Blog The 5 Big Strategic ITSM Challenges for 2015 - CHALLENGE #3: Improving the end user experience

The 5 Big Strategic ITSM Challenges for 2015

This week, still on the theme of the 5 big strategic ITSM challenges for 2015, we focus on improving the end user experience.

Customer satisfaction is the key to building the credibility of IT. It is the perception of IT amongst business people that will decide the fate of the corporate IT department. If IT isn’t getting the basics right, the CIO won’t get a seat at the top table - and both budget and strategic influence will continue to leak out of IT. End users expect much more from IT support today. Experiences in their consumer lives are influencing expectations in terms of the quality, speed and shape of support - and they are more vocal than ever before when these expectations are not met.

The consumerization of IT trend means that IT customer expectations are now a rapidly moving target. If you do nothing, customer satisfaction levels will quickly diminish on their own accord. Treading water is not an option. The quality of the end user experience dictates IT customer satisfaction, and IT organizations that don’t measure and improve satisfaction will be unable to predict and prevent the wholesale loss of IT estate to cloud technology and Managed Service Providers. But simply measuring the problem is not enough. When you measure IT customer satisfaction, you must measure with a purpose: driving a user experience improvement program.
 
Measure IT customer satisfaction – where are you now?

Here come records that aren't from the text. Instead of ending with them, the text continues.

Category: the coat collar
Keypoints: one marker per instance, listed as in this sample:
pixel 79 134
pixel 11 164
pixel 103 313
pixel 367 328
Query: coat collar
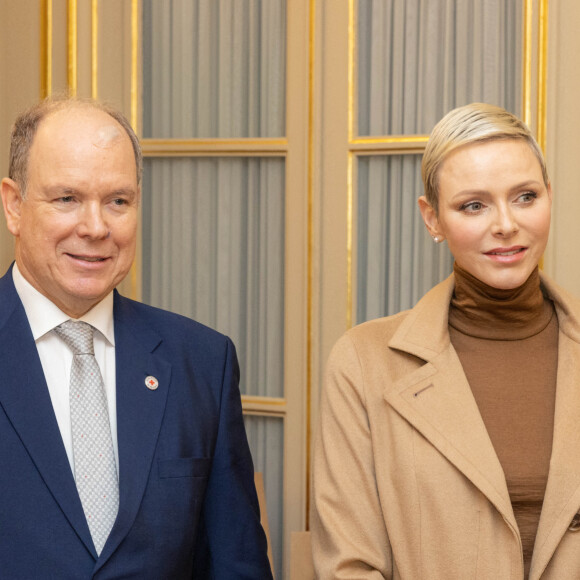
pixel 437 400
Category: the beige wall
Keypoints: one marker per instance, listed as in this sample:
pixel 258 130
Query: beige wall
pixel 19 82
pixel 563 146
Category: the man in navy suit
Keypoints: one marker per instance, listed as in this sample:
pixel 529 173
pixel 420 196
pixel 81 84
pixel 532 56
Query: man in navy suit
pixel 185 504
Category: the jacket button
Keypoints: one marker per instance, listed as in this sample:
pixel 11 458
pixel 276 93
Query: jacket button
pixel 575 523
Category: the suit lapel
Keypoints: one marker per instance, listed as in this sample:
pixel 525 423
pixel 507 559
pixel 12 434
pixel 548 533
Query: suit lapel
pixel 437 399
pixel 26 401
pixel 140 412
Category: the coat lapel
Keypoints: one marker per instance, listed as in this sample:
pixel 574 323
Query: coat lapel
pixel 26 401
pixel 437 400
pixel 562 498
pixel 140 412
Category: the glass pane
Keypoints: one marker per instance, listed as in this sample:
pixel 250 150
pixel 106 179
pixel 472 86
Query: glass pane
pixel 214 68
pixel 213 250
pixel 397 261
pixel 417 60
pixel 266 438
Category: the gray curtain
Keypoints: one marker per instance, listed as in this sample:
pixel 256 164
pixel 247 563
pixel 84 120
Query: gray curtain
pixel 417 60
pixel 214 68
pixel 213 228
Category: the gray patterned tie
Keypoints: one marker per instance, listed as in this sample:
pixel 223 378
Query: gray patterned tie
pixel 95 468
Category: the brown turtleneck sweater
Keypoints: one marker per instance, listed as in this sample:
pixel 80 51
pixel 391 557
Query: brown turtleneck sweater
pixel 507 342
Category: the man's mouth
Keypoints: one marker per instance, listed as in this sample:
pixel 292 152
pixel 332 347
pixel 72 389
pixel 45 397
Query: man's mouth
pixel 88 258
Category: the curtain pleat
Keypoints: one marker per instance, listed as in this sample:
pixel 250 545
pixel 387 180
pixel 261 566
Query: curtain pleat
pixel 214 68
pixel 416 61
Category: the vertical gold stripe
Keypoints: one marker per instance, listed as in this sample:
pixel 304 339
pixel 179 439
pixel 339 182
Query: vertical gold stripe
pixel 349 241
pixel 45 48
pixel 351 132
pixel 72 47
pixel 134 116
pixel 527 80
pixel 310 243
pixel 351 69
pixel 542 73
pixel 95 49
pixel 135 64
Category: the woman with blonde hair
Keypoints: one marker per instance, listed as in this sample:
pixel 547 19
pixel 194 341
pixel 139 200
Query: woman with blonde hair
pixel 449 438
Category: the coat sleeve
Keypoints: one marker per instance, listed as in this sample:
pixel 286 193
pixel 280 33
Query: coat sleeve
pixel 232 543
pixel 349 536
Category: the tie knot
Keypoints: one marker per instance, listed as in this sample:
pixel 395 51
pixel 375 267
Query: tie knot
pixel 78 335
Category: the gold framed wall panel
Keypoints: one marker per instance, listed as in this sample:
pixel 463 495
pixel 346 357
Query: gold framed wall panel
pixel 415 144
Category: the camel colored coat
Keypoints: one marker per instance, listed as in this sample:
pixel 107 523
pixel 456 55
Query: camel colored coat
pixel 407 484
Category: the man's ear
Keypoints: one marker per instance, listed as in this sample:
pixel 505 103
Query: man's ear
pixel 12 201
pixel 430 219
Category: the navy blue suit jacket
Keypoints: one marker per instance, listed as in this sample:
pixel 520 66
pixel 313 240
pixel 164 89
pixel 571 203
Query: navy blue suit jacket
pixel 188 506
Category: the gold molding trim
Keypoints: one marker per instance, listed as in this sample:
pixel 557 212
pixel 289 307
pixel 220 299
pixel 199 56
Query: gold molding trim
pixel 94 49
pixel 135 65
pixel 45 48
pixel 271 406
pixel 351 69
pixel 135 273
pixel 222 147
pixel 527 68
pixel 541 114
pixel 415 143
pixel 72 49
pixel 310 250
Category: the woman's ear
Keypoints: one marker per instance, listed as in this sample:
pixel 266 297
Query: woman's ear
pixel 431 220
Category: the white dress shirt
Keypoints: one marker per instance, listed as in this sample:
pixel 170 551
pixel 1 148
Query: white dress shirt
pixel 56 357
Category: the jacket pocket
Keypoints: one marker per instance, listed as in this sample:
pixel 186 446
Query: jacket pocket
pixel 184 467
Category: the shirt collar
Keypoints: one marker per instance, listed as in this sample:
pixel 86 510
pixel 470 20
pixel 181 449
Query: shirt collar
pixel 43 315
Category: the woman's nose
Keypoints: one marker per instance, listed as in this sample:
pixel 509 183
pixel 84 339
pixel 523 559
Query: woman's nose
pixel 505 224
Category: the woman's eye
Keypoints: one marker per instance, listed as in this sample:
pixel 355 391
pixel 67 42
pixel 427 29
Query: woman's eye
pixel 527 197
pixel 472 207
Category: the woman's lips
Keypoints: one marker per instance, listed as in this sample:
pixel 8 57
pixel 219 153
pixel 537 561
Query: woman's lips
pixel 507 255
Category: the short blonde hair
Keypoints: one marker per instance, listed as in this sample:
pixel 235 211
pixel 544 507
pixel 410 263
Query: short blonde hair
pixel 474 123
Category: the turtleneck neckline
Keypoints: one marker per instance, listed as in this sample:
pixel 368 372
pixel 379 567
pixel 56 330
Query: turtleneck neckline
pixel 486 312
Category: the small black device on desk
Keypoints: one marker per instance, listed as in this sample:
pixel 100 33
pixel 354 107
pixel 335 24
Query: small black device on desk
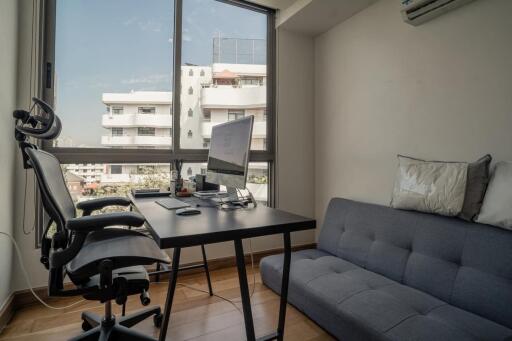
pixel 149 192
pixel 187 211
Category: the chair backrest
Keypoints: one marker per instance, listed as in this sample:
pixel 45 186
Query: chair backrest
pixel 56 199
pixel 465 264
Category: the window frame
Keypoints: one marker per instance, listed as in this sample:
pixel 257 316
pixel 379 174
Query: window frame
pixel 175 152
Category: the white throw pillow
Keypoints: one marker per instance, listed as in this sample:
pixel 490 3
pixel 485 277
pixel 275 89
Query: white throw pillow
pixel 430 186
pixel 497 207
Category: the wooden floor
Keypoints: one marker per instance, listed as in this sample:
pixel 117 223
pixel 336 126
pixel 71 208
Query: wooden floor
pixel 195 315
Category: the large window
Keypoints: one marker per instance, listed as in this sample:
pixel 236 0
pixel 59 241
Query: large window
pixel 123 108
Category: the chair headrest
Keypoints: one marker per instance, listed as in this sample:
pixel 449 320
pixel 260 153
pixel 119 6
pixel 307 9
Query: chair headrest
pixel 44 126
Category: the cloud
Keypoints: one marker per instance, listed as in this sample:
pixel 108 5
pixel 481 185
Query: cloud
pixel 150 79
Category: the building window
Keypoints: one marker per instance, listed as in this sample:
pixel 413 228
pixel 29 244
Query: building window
pixel 235 114
pixel 147 110
pixel 117 110
pixel 116 169
pixel 117 132
pixel 207 115
pixel 251 81
pixel 145 131
pixel 206 143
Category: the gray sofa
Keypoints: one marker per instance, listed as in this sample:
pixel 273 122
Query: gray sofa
pixel 385 274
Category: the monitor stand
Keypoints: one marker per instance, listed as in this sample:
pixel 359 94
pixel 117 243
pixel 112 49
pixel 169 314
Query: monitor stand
pixel 233 200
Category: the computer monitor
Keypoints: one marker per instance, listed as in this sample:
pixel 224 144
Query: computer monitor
pixel 228 158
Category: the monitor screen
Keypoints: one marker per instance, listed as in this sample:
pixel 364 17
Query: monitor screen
pixel 229 153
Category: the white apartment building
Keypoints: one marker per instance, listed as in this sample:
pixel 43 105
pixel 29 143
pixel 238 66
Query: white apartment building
pixel 209 95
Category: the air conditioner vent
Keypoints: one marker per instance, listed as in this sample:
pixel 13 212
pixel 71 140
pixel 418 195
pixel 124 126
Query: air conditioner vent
pixel 416 12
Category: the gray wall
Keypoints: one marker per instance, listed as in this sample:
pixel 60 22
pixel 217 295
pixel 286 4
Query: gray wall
pixel 440 91
pixel 8 64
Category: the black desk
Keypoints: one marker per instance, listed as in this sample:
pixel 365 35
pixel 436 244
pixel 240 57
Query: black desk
pixel 214 225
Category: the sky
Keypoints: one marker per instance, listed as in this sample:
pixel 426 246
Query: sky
pixel 123 45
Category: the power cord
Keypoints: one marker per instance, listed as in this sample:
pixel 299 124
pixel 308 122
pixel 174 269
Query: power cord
pixel 27 279
pixel 230 301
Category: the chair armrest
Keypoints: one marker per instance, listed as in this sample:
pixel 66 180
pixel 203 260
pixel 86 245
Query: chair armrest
pixel 100 221
pixel 99 203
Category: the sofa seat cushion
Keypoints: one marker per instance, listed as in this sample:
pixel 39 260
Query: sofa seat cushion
pixel 356 304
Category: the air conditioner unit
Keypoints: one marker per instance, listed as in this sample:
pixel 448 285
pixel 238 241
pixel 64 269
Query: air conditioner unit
pixel 416 12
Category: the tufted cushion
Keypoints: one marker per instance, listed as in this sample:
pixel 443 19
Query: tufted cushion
pixel 356 304
pixel 465 264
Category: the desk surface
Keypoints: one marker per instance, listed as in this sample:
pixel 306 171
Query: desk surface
pixel 214 225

Measure your IT customer satisfaction today to set a baseline for your end user experience improvement program. As the saying goes - if you measure it, you can manage it. If you can manage it, you can improve it. There are a variety of metrics to choose from to quantify IT customer sentiment, but simplicity is the key to clarity, and simple measurements borrowed from the customer service domain like Net Promoter Score (NPS), Customer Satisfaction (CSAT) and Customer Effort are taking root as effective measurements of IT customer satisfaction.

What good looks like – Where do you need to be?

When measuring IT customer satisfaction it is also worthwhile asking a few qualitative (open) questions to find out what good looks like from the end user perspective – to begin to understand what is driving your main customer satisfaction metric. IT shops need to change perspective: think less about what works best for IT and more about what works best for the end user community. What do IT customers want? In this respect it is critical to understand the wide array of business contexts that end users operate in. It’s not just people chained to desktops any more. More people than ever are either mobile or home workers, using their own technology instead of corporate-issued standard-build desktops.

So what do IT customers want?
 
  • Simplicity: Business people are not IT people. Although general technical ability is rising (due to the influx of the tech-savvy generation y and generation z into the workforce), people just want to be productive in their jobs. Interaction with IT should be as simple as humanly possible. It’s not about IT people impressing end users with their technical prowess. The use of non-technical business language is critical, and it is dangerous to make assumptions about what end user can and cannot do.
  • Transparency: IT issues disappearing into a “black hole” is the single largest source of frustration amongst end users. Knowing that something (anything) is happening is better than not knowing. IT customers are not necessarily interested in what is happening, but want to know that progress is being made.
  • Choice: Provide a choice of ways to communicate with IT, and a seamless experience running across all business-to-IT touch points (the service desk, self-service via web and mobile, social collaboration and chat), so that end users can connect with IT in the way that best suits their current context. In retail this is known as omnichannel.
  • To be productive: IT traditionally makes sure systems, applications and services are up and running, but neglects best practices for how these systems are used by the end user community. By facilitating easy peer-to-peer support networking that crosses geographical, departmental and hierarchic boundaries, end users can freely share best practices, as well as solve each other’s low-level support issues (thus also benefiting IT by diverting demand away from the service desk).
 
Planning an end user experience roadmap: How you’re going to get there

Once IT understands what is truly important to customers in terms of the end user experience, you can map out a prioritized program of improvements. At this point, it can be beneficial to validate your roadmap with an end user beta group before communicating your program to the wider community – to ensure the initiatives and priorities actually make sense.

Measure - How do you know you there?

With IT customer satisfaction, you’re never really there. Improving the end user experience is an ongoing program, not a one-off project. You need to measure continuously. With each step in the program you should see an uptick in your customer satisfaction metrics and a change in the attitude of business stakeholders towards IT. If you continue to listen to end users at each stage (through repeated quantitative and qualitative feedback) you will see old criticisms diminish and new expectations emerge, as the business landscape is always changing. New expectations and priorities mean new improvement projects to add into your rolling improvement program, so although individual improvements can be closed off, your overarching program will never actually end.